A door to the south lead into a large dining room with bay windows that looked out onto a patio that stretched the length of the dining room and lead to a large green yard. The Marshal explained that the patio was often used to host bigger events or holiday celebrations, weather permitting. On the opposite end of the room were 2 doors leading to the kitchens. East of the kitchens was an empty ballroom, and north of that was the library. Looking at the floor to ceiling shelves of books, Meg knew it would be her favorite room the moment they walked inside, but there was no time to linger and take in the details.

"It's getting dark," the Marshal remarked as they returned to the lobby. "I think it's best we bring your things in now. I had one of my deputies go through the upper floors this morning to make sure all the windows were locked, but I'll do it again myself before I leave. The ones on the upper floor open inward, so if they're not latched tight during a storm they'll bang open. Flora said it damn near gave her a heart attack more than once. You're free to explore, of course, but I thought you might want to wait until the staff gets here in the morning."

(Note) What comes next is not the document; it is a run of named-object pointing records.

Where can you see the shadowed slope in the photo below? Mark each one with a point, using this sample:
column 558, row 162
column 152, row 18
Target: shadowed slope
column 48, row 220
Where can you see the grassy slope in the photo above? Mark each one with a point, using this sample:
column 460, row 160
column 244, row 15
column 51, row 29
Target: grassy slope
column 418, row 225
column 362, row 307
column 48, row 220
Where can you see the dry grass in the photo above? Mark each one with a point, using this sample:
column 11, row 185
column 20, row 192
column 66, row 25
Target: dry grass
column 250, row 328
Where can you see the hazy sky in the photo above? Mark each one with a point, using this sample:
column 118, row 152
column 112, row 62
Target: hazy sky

Fishing through the envelope of keys, he pulled out another and unlocked the door behind the reception desk. Her aunt's room had been emptied of everything but the furniture, which was sparse as it was. A number of bookcases, barren except for the thin layer of dust on each shelf, lined one wall until they met the refrigerator. The corner made up the kitchen counter, complete with a sink and dishwasher, and the stovetop and oven ended just before the door to the bathroom. Opposite from the kitchen area was a small dining room table and in the far corner, by the door, was a twin-sized bed. Between the two was a love seat and a coffee table. There was no television to speak of, and as she carried her bags in, Meg didn't see a modem or wifi router.

With the Marshal's help, she moved her trunk to the end of the bed and unloaded the rest of her things while he checked the upper floors.

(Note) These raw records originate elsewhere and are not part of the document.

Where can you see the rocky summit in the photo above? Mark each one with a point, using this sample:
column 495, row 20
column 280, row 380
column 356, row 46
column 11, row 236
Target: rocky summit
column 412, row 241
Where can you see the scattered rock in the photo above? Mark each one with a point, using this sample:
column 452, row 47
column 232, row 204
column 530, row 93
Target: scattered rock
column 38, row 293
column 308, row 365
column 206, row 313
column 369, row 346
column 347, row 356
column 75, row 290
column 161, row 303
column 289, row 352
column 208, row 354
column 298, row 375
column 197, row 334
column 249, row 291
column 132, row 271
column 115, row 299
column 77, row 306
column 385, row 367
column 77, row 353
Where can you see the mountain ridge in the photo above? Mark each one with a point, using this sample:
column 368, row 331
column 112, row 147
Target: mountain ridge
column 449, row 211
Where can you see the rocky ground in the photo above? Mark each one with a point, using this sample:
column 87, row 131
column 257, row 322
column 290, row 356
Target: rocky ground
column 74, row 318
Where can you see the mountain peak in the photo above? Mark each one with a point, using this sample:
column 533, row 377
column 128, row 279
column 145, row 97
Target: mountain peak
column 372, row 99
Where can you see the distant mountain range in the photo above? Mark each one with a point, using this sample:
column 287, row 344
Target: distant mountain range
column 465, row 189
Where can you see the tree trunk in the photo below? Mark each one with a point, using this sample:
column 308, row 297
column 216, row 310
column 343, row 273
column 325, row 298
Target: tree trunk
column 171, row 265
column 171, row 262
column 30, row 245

"Everything is locked tight. There should be food in the fridge. Is there anything else you need?"

Meg wasn't sure how to even begin to answer the question, but she shook her head, "I think I'll be fine."

"All right. Let me show you one last thing," he bent down and pulled a metal contraption out from under the bed. "This is a CB radio. Phones work here most of the time, but when a storm kicks up the lines get real temperamental. Electricity too. The inn has a generator, so you shouldn't have any trouble there, but let me show you how to use this."

He showed her how to turn the radio on and find the correct frequency for the police station.

"If you need anything, you call."

"Okay. Thank you."

Meg walked Marshal Sellers to the front door, locking it after him, and retreated back to her aunt's room. The thought of wandering the unfamiliar inn as it got darker outside made her nervous.

"Might as well unpack," she murmured, closing the door behind herself.

The trunk had belonged to her grandmother, and held all of the clothes that she'd brought with her. Her suitcase and backpack held everything else. She used one of her towels to dust off the shelves and countertops, put her laptop on the coffee table, and when she went into the bathroom she found a small closet. Once everything was put away, she grabbed one of her notebooks and a pen and sat down at the dining room table.

She had written poetry since high school. It calmed her nerves, and presently distracted her from the strange noises in her new surroundings. Without windows, she couldn't tell when it got dark, but after the long day of travel, she happily fell into bed and slept deeply until morning.

An insistent knocking woke her the next day. For a moment she lay in bed, paralyzed, then a female voice rang out.

"Hello? Is anyone there?"

"Y-yes," Meg scrambled out of bed, fumbling for her clothes from the day before to avoid answering the door in her pajamas. "Who is it?"

"It's Ruth Bascomb. I helped manage the Candlewick. You must be Flora's niece."

Meg opened the door to find a stout, bespectacled middle-aged woman standing on the other side.

"Did I wake you?"

"Oh, yeah," Meg laughed self-consciously. "I'm not great with mornings."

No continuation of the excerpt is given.